1.4.4. Place the tube on a magnetic rack to separate the beads from the supernatant.

1.4.5. After the solution is clear, carefully remove and discard the supernatant. Be careful not to disturb the beads which contain the RNA.

1.4.6. Add 200 μl of freshly prepared 80% ethanol to the tube while in the magnetic rack. Incubate at room temperature for 30 seconds and then carefully remove and discard the supernatant. Be careful not to disturb the beads which contain the RNA.

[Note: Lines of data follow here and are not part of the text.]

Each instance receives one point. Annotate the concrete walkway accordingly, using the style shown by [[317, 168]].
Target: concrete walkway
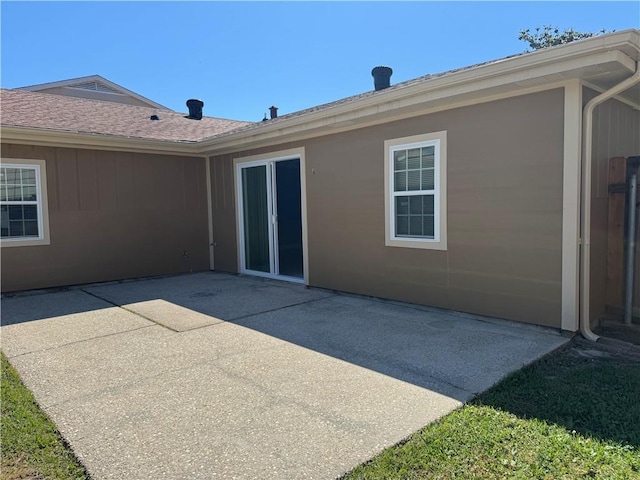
[[217, 376]]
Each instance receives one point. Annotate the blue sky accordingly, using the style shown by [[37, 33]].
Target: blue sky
[[242, 57]]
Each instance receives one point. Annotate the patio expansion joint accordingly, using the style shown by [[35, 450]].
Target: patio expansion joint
[[243, 317], [31, 352], [133, 312]]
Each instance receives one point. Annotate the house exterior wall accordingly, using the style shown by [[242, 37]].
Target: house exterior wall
[[615, 134], [504, 211], [112, 215]]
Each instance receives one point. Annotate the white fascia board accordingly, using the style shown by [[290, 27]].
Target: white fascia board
[[93, 78], [54, 138], [513, 73]]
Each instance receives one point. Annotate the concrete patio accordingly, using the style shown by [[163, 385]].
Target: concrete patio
[[218, 376]]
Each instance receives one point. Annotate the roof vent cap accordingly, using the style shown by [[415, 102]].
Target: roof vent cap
[[381, 77], [195, 108]]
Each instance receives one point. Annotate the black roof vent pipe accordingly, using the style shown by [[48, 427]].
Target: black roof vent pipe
[[195, 108], [381, 77]]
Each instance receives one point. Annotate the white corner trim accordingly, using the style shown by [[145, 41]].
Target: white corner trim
[[571, 206], [209, 212]]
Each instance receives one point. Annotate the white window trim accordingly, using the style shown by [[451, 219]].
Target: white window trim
[[43, 204], [440, 200]]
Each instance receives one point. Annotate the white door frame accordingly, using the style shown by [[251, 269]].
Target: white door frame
[[269, 161]]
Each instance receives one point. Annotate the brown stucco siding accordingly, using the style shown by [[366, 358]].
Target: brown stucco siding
[[504, 212], [615, 134], [113, 215]]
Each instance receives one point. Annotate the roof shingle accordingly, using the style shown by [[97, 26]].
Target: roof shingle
[[78, 115]]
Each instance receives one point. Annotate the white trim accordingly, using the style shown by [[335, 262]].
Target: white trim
[[210, 212], [269, 159], [42, 203], [439, 140], [73, 82], [619, 98], [571, 206]]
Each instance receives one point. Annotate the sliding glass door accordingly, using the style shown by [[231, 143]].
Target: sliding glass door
[[271, 218]]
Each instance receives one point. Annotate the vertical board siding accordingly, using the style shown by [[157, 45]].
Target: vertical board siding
[[113, 215], [504, 256], [616, 127]]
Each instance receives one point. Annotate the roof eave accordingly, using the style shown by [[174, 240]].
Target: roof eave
[[56, 138], [543, 67]]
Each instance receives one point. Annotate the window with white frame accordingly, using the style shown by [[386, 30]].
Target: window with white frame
[[415, 172], [22, 203]]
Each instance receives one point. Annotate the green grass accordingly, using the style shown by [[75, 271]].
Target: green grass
[[32, 447], [567, 416]]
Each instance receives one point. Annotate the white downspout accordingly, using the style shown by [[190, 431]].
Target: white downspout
[[587, 139]]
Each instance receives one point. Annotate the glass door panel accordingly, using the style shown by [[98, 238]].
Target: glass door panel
[[255, 202], [289, 218]]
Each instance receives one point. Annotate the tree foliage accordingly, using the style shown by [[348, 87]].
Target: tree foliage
[[549, 36]]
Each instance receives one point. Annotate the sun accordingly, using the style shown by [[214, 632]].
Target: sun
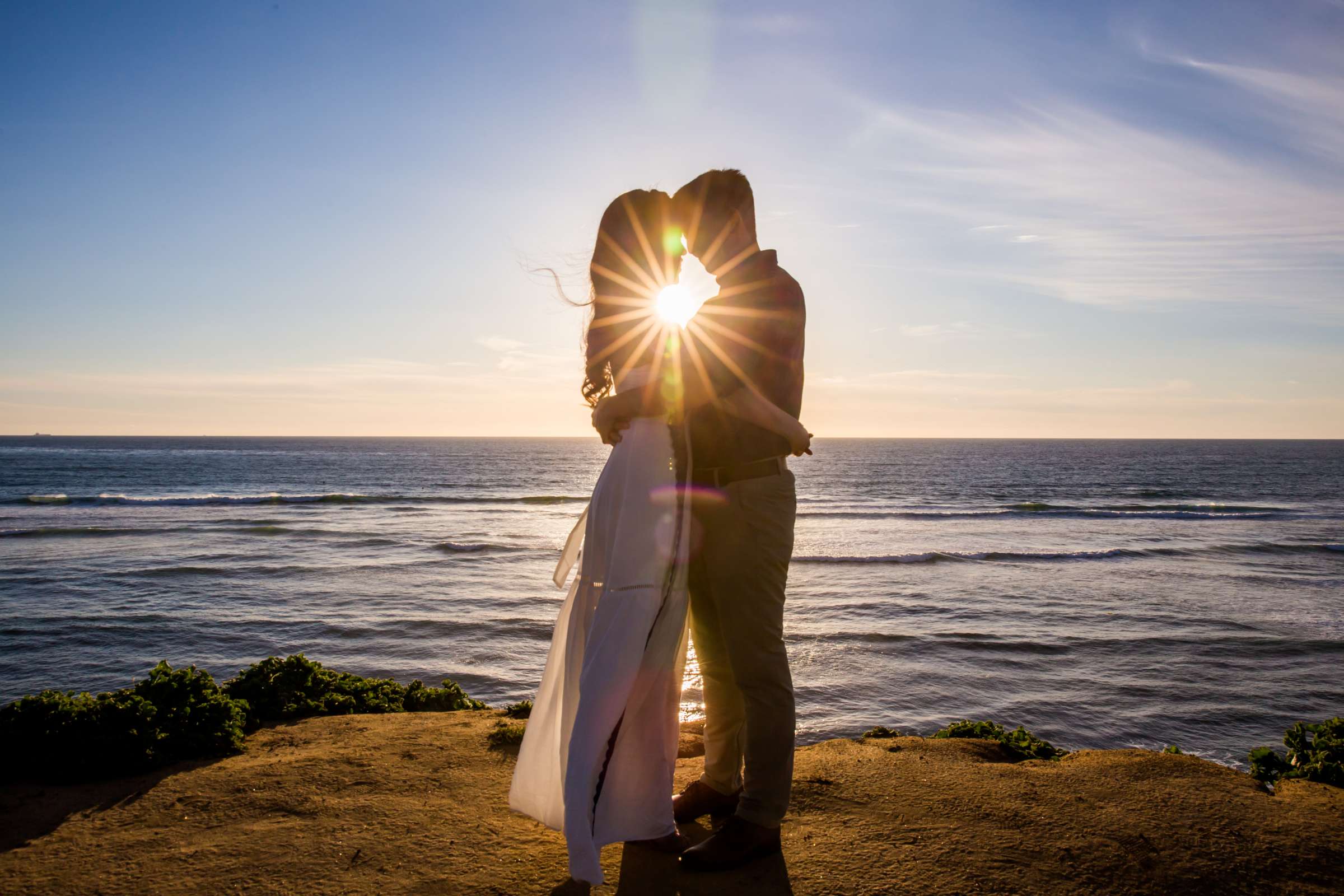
[[675, 304], [678, 302]]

1.4.7. Repeat Step 1.4.6 once for a total of two washes.

1.4.8. Completely remove residual ethanol and air dry the beads for up to 5 minutes while the tube is on the magnetic rack with the lid open.

Caution: Do not over-dry the beads. This may result in lower recovery of RNA target. Elute the samples when the beads are still dark brown and glossy looking, but when all visible liquid has evaporated. When the beads turn lighter brown and start to crack they are too dry.

1.4.9. Remove the tube from the magnetic rack. Elute the RNA from the beads by adding 7 μl of Nuclease-free Water. Mix thoroughly by pipetting up and down at least 10 times and briefly spin the tube.

1.4.10. Incubate for 2 minutes at room temperature.

1.4.11. Place the tube on the magnetic rack until the solution is clear (~ 2 minutes).

1.4.12. Remove 5 μl of the supernatant containing RNA and transfer to a nuclease-free tube.

1.4.13. Place the tube on ice and proceed with RNA-Seq library construction or other downstream application. Alternatively, the sample can be stored at -80°C.